Negotiations between Egyptian security officials and the Bedouin Germi Abu-Msouh, who kidnapped at gunpoint two American tourists and their Egyptian tour guide last Friday and attempted to use them as bargaining chips for the release of his detained uncle, have stalled
Negotiations between Egyptian security officials and the Bedouin Germi Abu-Msouh, who kidnapped at gunpoint two American tourists and their Egyptian tour guide last Friday and attempted to use them as bargaining chips for the release of his detained uncle, have stalled.
The two American tourists and their Egyptian guide were kidnapped from the area of Nakhl in South Sinai while travelling on a bus on the Cairo Taba road. The bus was stopped by three cars. Armed, masked men disembarked and took the 61-year-old American pastor Michel Louis, an American woman and the tour guide who was accompanying them. Germi and his clan later announced they were holding the tourists and guide hostages till the Egyptian authorities release Germi’s 62-year-old uncle who is being held by the police in Alexandria for dealing in drugs.
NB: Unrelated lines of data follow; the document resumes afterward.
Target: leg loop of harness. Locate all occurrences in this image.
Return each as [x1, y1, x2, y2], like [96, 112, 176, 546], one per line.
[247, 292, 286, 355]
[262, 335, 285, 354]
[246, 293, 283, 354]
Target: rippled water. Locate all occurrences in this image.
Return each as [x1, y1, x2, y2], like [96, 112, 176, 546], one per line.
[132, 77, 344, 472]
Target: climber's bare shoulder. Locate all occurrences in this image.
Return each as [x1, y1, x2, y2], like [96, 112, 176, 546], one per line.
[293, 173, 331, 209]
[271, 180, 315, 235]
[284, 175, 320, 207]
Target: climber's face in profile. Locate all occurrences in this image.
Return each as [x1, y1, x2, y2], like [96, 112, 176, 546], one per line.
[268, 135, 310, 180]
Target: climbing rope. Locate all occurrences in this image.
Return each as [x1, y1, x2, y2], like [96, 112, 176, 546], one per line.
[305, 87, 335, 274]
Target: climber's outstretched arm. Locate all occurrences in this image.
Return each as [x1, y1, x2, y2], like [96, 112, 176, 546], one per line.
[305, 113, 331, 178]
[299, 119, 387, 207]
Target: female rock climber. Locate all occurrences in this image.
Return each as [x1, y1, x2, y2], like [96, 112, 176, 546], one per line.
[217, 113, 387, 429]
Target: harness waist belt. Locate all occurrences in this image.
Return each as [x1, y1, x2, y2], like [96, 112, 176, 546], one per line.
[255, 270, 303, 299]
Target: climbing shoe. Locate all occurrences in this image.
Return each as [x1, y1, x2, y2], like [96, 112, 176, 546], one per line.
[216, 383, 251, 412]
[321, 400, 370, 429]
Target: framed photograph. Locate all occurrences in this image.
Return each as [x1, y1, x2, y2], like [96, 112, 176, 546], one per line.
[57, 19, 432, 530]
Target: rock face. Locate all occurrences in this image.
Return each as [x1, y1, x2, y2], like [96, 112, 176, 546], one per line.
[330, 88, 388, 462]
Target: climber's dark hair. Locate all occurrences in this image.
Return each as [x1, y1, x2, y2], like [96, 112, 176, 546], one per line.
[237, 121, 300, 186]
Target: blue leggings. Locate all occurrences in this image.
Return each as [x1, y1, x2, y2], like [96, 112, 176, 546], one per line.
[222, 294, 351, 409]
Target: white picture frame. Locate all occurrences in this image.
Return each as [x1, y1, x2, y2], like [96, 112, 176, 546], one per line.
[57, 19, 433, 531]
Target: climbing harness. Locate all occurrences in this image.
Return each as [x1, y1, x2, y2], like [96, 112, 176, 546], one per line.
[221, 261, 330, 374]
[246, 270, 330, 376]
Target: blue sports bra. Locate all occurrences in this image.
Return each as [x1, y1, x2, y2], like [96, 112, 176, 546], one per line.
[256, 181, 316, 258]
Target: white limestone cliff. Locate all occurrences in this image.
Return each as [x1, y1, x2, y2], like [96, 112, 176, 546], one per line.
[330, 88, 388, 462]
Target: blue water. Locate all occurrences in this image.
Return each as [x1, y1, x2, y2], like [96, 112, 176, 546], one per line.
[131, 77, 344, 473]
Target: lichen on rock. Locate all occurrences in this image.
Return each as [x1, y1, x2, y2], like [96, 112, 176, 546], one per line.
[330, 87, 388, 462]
Now that the two-day negotiations between Germi and the security authorities have stalled, the kidnapper has called on the US embassy in Cairo to pressure the Egyptian authorities to give in to his demands, in order to secure the release of the hostages.
A security source says the matter is in the hands of the political authorities in Cairo. They may decide to play for time, give in to the kidnappers, or order special forces to a rescue operation.